Collingwood recruited many of his sailors from the local maritime community. This led to the Royal Sovereign’s crew gaining the nickname ‘Tars of the Tyne’. The flag is believed to have been made and maintained on board the ship by these sailors.
A temporary bar preventing the flag’s sale overseas was issued by the Reviewing Committee on the Export of Works of Art and Objects of Cultural Interest, the independent body serviced by Arts Council England that advises the culture secretary on whether a cultural object intended for export is of national importance under specified criteria.
The bar was granted on the basis that the flag met the first and third Waverley criteria for its outstanding connection with history and national life, and its outstanding significance to the study of historical commemorative practices, innovative naval tactics, and processes of flag-making.
The flag was last sold in 2004 at Christies for £298. At the time of the sale, it was described as: “A rare early 19th-century naval union flag, hand stitched in callico with small lead weight stitched in lower corner (patched, upper blue quadrant frayed at edge, some small holes, original tack loosely recovered) – 108 x 60in (274.5 x 152.5cm).”

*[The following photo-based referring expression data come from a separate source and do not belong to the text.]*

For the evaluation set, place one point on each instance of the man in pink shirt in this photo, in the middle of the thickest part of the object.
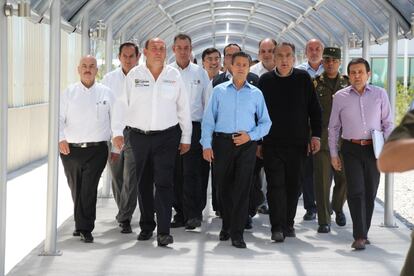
(356, 111)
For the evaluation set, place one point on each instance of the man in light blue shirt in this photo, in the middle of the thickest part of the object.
(235, 118)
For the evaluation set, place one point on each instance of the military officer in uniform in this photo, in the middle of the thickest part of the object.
(326, 86)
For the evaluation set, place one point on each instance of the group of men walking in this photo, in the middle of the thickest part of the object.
(171, 124)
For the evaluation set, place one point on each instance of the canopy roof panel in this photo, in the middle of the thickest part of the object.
(218, 22)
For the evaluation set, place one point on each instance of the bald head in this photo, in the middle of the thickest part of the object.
(314, 50)
(87, 70)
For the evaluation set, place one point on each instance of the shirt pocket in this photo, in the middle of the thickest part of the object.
(168, 91)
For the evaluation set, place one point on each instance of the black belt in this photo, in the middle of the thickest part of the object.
(150, 132)
(87, 145)
(226, 135)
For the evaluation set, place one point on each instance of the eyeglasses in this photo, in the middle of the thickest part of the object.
(213, 59)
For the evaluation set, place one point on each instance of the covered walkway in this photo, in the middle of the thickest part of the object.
(199, 253)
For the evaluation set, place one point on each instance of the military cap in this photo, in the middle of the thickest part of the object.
(332, 52)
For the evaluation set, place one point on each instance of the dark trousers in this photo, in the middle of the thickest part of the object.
(323, 173)
(125, 177)
(257, 197)
(233, 172)
(155, 160)
(283, 168)
(362, 178)
(83, 169)
(189, 190)
(308, 186)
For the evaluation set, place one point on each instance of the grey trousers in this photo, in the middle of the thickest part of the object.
(124, 182)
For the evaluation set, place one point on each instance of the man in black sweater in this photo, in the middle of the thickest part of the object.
(293, 106)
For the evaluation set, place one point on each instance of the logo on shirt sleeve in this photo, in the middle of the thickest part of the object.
(141, 83)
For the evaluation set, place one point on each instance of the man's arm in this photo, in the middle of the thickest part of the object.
(397, 156)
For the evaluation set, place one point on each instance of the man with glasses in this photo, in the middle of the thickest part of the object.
(326, 85)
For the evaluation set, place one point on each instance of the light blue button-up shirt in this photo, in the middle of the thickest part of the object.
(230, 110)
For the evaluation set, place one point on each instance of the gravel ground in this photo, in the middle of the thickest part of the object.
(403, 196)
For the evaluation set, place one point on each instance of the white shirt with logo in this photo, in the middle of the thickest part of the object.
(150, 104)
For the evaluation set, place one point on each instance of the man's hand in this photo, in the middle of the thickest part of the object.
(184, 148)
(241, 138)
(118, 142)
(315, 145)
(208, 155)
(336, 163)
(259, 152)
(115, 156)
(64, 147)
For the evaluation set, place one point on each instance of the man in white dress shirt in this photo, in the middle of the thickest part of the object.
(84, 131)
(189, 191)
(122, 164)
(155, 109)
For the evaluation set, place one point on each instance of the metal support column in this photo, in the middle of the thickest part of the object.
(345, 52)
(107, 176)
(53, 154)
(392, 89)
(86, 45)
(3, 134)
(366, 44)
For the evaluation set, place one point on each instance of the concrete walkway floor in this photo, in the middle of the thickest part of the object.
(201, 253)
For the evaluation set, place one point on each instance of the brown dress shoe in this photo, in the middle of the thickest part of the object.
(358, 244)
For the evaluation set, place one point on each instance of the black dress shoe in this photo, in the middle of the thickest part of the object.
(126, 227)
(144, 235)
(164, 239)
(309, 215)
(238, 243)
(324, 228)
(192, 224)
(224, 235)
(340, 219)
(263, 209)
(248, 225)
(278, 236)
(290, 232)
(86, 236)
(177, 223)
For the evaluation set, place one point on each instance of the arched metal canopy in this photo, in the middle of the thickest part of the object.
(217, 22)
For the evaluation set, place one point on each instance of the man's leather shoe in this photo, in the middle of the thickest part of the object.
(324, 228)
(358, 244)
(86, 236)
(290, 232)
(144, 235)
(238, 243)
(263, 209)
(126, 227)
(340, 219)
(278, 236)
(309, 215)
(224, 235)
(164, 239)
(192, 224)
(177, 223)
(248, 225)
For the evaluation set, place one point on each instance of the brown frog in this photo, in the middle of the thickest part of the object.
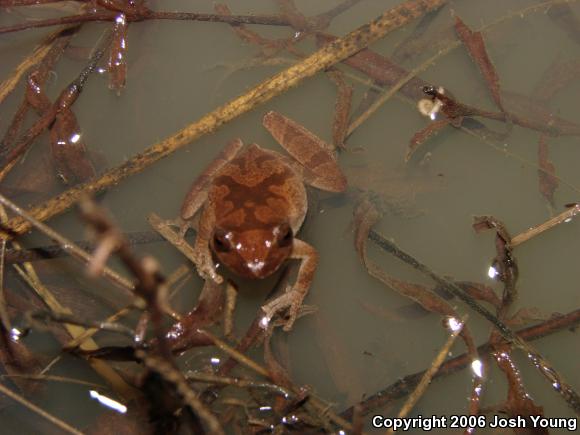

Its first known owner was Charles Aubrey Antram (1785-1831), the master’s mate in Royal Sovereign at the Battle of Trafalgar, and from him it passed on death to his sister, Rachel Nelson Lloyd (1803-1884), then her great-nephew Owen John Dunn (1846-1925), and his son, Captain William Henry Dunn (1889-1986).
It then passed to William Ames (1919-2003) and upon his death it was sold at auction to the current owner.